Several years ago, I went to the zoo. The zoo used to be a guilty pleasure for me. I knew that it was terrible and that the animals were locked in too-small cages and were sad and depressed but I liked to see them. Now zoos just make me really, really sad because I realize how incredibly selfish it is and I cannot pretend anymore but there was this one time that I remember vividly.
I was at the Como zoo in early spring in Minneapolis. The weather wad barely warm yet and all of the animals were either still hibernating or not moving around too much. Except for the tigers. There were two of them, a couple, I think. I watched them for quite some time. They were playing with an old basketball, walking along a fallen tree and generally behaving like big overgrown house cats, rolling on their backs in the brown grass and tumbling with one another.
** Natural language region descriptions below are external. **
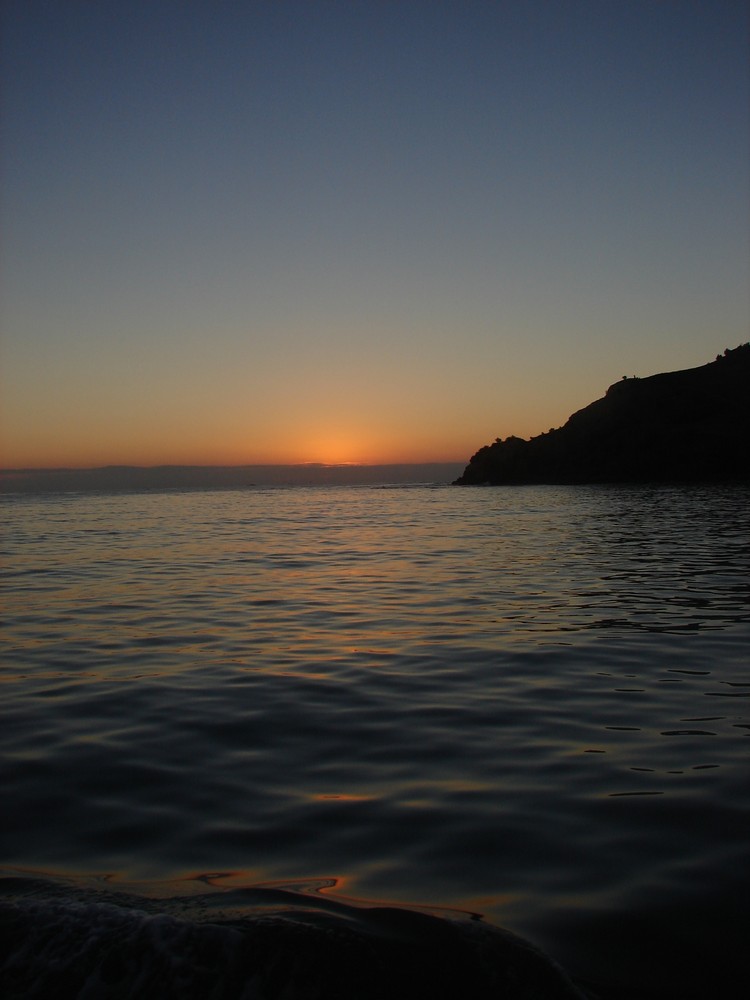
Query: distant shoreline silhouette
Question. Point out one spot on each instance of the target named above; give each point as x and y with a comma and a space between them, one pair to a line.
128, 478
684, 426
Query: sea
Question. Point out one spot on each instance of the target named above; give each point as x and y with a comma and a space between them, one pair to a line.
284, 741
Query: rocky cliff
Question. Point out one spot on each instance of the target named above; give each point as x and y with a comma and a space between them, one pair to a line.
684, 426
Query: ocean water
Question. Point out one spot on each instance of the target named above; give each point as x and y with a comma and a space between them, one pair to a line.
529, 703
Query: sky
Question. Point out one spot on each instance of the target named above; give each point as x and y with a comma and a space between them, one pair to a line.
366, 231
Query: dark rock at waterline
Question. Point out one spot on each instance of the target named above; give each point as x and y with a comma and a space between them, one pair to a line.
683, 426
282, 946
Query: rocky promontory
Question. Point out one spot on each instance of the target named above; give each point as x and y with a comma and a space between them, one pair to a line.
683, 426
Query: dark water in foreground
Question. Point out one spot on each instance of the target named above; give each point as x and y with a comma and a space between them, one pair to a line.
528, 703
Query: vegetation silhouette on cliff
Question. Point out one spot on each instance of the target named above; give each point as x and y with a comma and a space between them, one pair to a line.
684, 426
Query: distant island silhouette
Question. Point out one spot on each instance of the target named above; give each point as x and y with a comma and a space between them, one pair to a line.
684, 426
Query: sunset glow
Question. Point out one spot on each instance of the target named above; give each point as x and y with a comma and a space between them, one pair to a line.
360, 233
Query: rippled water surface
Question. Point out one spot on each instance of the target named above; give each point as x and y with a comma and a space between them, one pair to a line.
530, 702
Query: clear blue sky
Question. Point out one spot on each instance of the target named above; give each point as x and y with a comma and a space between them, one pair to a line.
359, 231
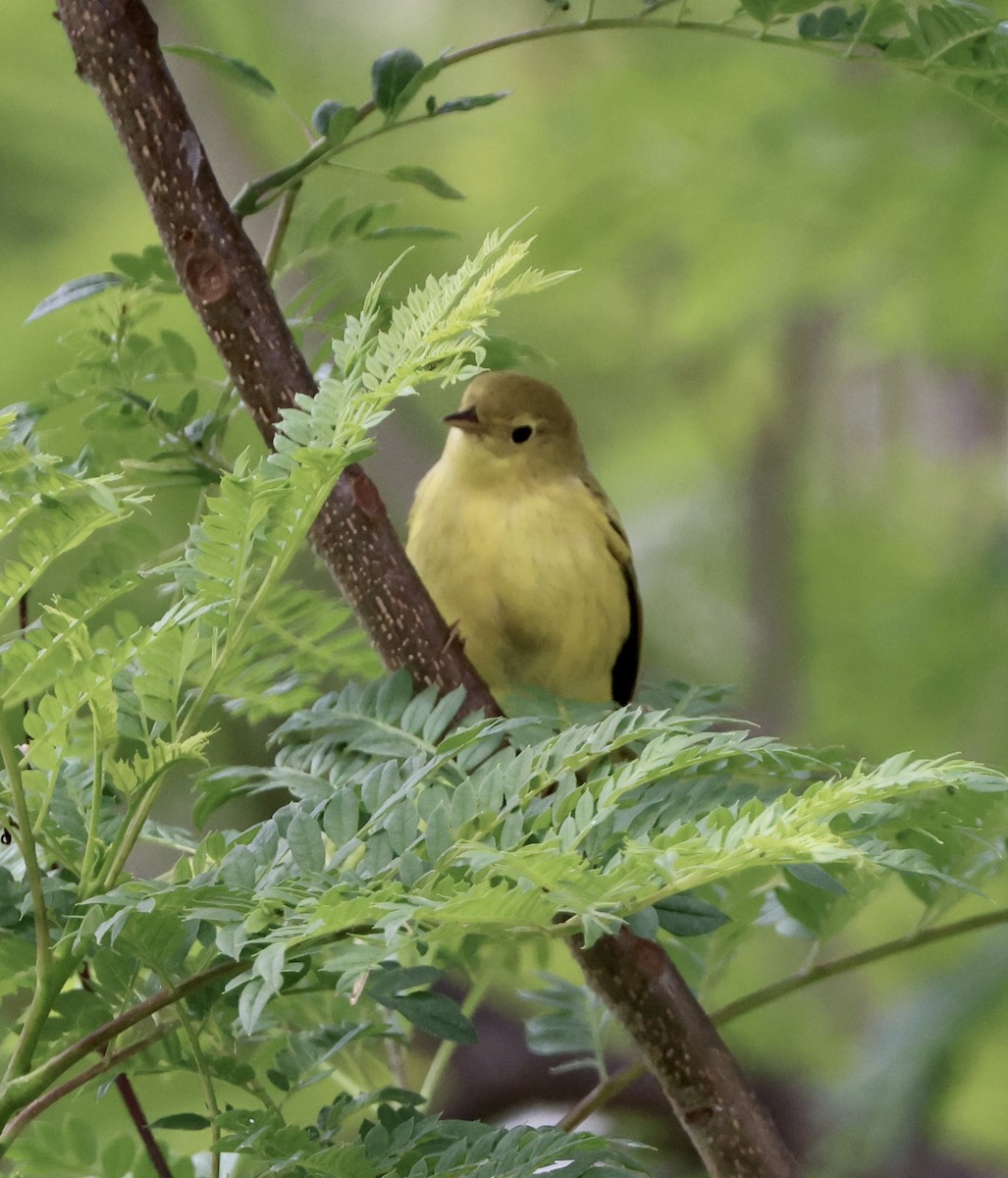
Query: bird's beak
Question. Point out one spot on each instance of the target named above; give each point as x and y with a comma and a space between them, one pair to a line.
465, 419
I was mesmerized. There was a little place to sit and press your nose up against the glass and watch them from above. Their habitat was on a lower level but there were all sorts of trees and places for them to jump us and move around. All of a sudden, without warning, one of the tigers started walking toward me. She climbed up the cement blocks and ended up on my level, where she placed her nose against the glass, opposite my own nose, which was pressed up against the glass too.
I could hardly stand it. There was a shiver of terror that skittered up my spine as I realized how close that I was to this mystical creature. I took in her colors, the shabbiness of the dirty fur near her stomach a sharp contrast the the bright orange on her back. Her whiskers that twitched, her pink nose. I could almost feel her breath. We stared into each other’s eyes.
What took my breath away (I hadn’t realized that I was holding my breath until she walked away) was the color of her eyes and how she looked at me. I felt so special, looking into those deep green eyes. I knew that she was singling me out and that she knew that I was someone who “knew.”
I would later tell that story as if I had met a celebrity. So proud that this animal had chosen to spend a minute looking into my eyes. She gave me some of her power that afternoon and now, as I look back on a poem that I wrote years ago during a bad breakup, it seems particularly relevant as I recall the time that I literally stared a tiger in the eye.